A few weeks ago I started taking this course, which is very intensive. This summer session is served entirely online, which I appreciate – and I’m impressed with the structure of each week and the assignments and homework. They (Stanford) focus on “effortful learning” and the first module was on finance – so there was some effortful learning on my part. When I saw the course schedule I was excited-apprehensive about seeing finance first thing. My current assumption is that finance is the hardest thing in the course, so doing it first makes a ton of sense. Thrillingly, it was not out of my league! Our very first assignment was crafted to be handed in blindly. I knew I hadn’t gotten everything right, and I struggled with handing in something I knew was flawed. I sweated over it, and vented to my husband about it (he’s a civil engineer, so spreadsheets are His Thing), and called a session of my study group, and ultimately handed it in as finished as I could understand it. Immediately on submission, the course opened up several more videos that walk us through correcting our work. A light went on. Being actively forced to accept growth through error is a gift. Following the rest of the finance module became “easier,” in the sense that I accepted that perfection wasn’t my goal, but understanding how to ask myself the right questions and trace my mistakes honestly and clearly in order to inform better future work was.
A tenet of emergent strategy is challenging the assumptions you hold, in order to validate your strategy, or to change it. You need to have strong convictions, loosely held. You have to be able to change your mind when the situation calls for it – and the real trick is learning to spot when the situation calls for it. I’ve never thought of myself as A Business Person, not really. I had gained validation in these sort of classical ways (getting a degree, then another degree in the arts), and so that is where I categorized myself. However, as I’m taking this course, I’m challenging my assumptions around this professional identity I have haphazardly constructed in my mind. One lovely thing about working for Automattic is that so many of my colleagues don’t do the thing they went to college for. They learned something else on the job (or eschewed college altogether), and so make their work around this other skill. It’s a joyful concept to me – you never have to be only one dimension, though some people may only know one or two dimensions of you. And that’s ok! My work requires a lot of fairly intensive decision-making and discussion.
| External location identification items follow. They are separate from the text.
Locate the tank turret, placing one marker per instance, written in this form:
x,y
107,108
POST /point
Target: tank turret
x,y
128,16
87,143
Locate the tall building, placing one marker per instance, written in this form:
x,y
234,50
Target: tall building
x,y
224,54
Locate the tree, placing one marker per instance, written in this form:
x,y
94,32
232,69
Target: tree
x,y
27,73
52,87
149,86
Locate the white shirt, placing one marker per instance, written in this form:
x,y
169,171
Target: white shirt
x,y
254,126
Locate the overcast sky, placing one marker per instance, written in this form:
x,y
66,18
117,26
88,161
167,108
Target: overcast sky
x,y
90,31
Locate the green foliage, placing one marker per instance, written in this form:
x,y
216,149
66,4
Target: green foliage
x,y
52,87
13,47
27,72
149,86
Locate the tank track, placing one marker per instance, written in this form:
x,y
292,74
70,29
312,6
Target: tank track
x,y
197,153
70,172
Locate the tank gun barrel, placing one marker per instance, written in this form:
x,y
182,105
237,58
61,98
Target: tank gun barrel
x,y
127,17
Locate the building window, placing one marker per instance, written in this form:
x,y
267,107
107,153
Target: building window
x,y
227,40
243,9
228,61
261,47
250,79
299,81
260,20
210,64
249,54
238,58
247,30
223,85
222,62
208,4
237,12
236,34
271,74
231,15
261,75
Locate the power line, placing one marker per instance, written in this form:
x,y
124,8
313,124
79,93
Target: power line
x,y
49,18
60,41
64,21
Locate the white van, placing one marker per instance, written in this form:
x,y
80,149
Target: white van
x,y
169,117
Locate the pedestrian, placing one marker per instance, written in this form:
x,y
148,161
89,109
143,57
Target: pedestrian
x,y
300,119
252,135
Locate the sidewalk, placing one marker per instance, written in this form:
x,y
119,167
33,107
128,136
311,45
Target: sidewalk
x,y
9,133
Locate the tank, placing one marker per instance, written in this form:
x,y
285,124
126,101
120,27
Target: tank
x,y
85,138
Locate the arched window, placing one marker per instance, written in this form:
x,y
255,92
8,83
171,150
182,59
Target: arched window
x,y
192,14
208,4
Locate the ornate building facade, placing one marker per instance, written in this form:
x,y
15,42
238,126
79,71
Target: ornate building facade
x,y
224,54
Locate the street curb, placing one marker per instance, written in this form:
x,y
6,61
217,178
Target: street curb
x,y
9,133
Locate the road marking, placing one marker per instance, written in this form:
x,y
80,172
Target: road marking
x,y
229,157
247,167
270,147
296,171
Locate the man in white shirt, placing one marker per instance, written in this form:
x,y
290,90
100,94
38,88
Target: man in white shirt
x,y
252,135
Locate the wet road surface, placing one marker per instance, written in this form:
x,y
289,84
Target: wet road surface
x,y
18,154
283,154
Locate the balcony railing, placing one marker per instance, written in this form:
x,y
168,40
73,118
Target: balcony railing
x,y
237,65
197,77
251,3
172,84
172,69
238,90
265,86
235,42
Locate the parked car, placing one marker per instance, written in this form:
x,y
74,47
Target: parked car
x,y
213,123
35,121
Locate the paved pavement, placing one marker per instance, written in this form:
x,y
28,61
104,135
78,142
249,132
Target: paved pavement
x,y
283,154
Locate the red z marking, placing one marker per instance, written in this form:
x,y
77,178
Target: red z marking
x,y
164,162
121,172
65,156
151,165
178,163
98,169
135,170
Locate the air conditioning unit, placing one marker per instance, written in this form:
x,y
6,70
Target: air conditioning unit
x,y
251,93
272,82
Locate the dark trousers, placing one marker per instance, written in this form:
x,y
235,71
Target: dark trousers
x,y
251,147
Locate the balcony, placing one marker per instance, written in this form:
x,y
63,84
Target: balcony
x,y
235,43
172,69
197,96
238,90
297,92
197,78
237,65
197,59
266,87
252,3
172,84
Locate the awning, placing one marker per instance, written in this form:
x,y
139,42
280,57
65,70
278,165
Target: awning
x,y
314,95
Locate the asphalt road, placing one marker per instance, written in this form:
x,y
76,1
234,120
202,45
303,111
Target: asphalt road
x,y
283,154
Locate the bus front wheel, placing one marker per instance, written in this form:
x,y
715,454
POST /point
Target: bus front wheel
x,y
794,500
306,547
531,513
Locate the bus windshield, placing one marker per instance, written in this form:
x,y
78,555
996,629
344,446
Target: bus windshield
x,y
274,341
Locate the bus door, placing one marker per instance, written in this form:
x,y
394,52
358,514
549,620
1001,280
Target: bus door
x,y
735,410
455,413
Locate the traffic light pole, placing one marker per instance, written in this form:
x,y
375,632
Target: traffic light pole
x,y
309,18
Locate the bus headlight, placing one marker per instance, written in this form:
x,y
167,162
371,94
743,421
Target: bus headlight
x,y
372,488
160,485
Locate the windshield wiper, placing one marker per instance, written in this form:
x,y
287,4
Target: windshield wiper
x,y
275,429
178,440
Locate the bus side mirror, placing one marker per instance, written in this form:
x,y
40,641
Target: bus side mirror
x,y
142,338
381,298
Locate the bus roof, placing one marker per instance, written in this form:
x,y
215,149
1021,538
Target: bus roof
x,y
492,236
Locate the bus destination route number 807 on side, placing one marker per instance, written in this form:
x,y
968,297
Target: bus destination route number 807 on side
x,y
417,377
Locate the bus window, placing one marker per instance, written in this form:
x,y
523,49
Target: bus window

Some decisions need a lot of careful thought, and some don’t and are consequently very low stakes. Once in awhile, I’ll get asked why I made a particular (low stakes) decision, and I’ll explain my reasoning and also will point out that I was a different person then (yesterday). And the nice thing about growing is that is actually always true.
We’ve been having this wet, chilly spring, but as it happens, that’s just how to get a really lush garden. May we all be so lucky.